Putting aside issues with these definitions, however, the clear import of Section 191.10 is to criminalize intentionally fraudulent conduct in connection with the purchase, sale, exchange, transfer, offering, storage, and destruction of a broad swath of virtual tokens.

"Rug Pulls"

Section 191.15 of the bill criminalizes "rug pulls."  An "illegal rug pull" is defined as a situation where a developer "develops a class of virtual token and sells more than ten percent of such token within five years from the date of the last sale of such token."  This broad definition does not fit neatly with the industry conception of a classic rug pull. Instead, if passed, it would criminalize the sale of any significant developer holdbacks within a five year period after any initial sale. The provision contains exclusions for NFTs where the "same series or class" involves fewer than 100 tokens or less than $20,000 "at the time the rug pull occurs."

Private Key Fraud

Section 191.20 of the bill criminalizes "private key fraud." This includes stealing or misusing another person's private key without affirmative consent of the private key owner.  "Affirmative consent" under the bill must be conspicuous and "inform[] the person of the consequences associated with disclosing their private key to another."
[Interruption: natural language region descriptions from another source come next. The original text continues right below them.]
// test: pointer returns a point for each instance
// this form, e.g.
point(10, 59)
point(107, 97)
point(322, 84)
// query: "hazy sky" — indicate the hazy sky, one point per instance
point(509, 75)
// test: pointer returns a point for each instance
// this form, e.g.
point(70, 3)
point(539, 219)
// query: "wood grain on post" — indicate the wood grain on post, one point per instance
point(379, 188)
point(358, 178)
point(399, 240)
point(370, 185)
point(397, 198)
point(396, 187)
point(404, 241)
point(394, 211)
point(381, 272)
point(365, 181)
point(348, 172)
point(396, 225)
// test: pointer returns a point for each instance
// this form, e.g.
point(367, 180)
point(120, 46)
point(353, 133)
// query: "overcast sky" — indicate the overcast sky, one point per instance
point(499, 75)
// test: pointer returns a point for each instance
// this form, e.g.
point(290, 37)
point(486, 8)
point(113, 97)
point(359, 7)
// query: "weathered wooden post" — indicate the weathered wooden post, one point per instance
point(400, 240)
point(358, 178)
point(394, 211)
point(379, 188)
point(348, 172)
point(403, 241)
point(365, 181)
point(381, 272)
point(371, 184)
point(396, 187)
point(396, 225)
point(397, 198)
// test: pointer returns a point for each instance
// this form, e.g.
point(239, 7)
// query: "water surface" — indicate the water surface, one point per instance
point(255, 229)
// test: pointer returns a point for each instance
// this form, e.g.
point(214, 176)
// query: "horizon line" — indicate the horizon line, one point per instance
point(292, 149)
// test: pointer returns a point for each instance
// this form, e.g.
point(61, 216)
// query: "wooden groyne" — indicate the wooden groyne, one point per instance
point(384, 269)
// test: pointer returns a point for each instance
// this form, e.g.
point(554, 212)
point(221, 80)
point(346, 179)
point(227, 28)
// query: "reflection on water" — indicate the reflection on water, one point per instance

Failure To Disclose Interest In Virtual Tokens

The final section of the bill, Section 191.25, would make it a crime for any developer of a class of virtual tokens to fail "publicly and conspicuously" disclose the number of tokens they own "on the landing page of such developer's primary website."  Excluded from the scope of the statute are developers or their agents or employees who own more than 10% of the class of virtual tokens who does not create or maintain virtual tokens offered for purchase in New York.

Severe Penalties

If passed, the consequences of running afoul of this statute will be severe. Section 191.10 of the bill would impose a fine of up to $5 million or 20 years in prison for natural persons, and a fine of up to $25 million for corporations and other entities.

Watch This Bill

Those who develop in the blockchain space should pay close attention to this bill. On its face, the bill appears to tackle some of the most egregious frauds that have occurred in the crypto sphere. This is a laudable goal. But in the law words matter. The scope of the legislation is unclear in many respects, and the catch-phrase definitions used in the bill (e.g., "security tokens" and "stablecoins" and "rug pull") do not necessarily comport with the well-known concepts that underlie them.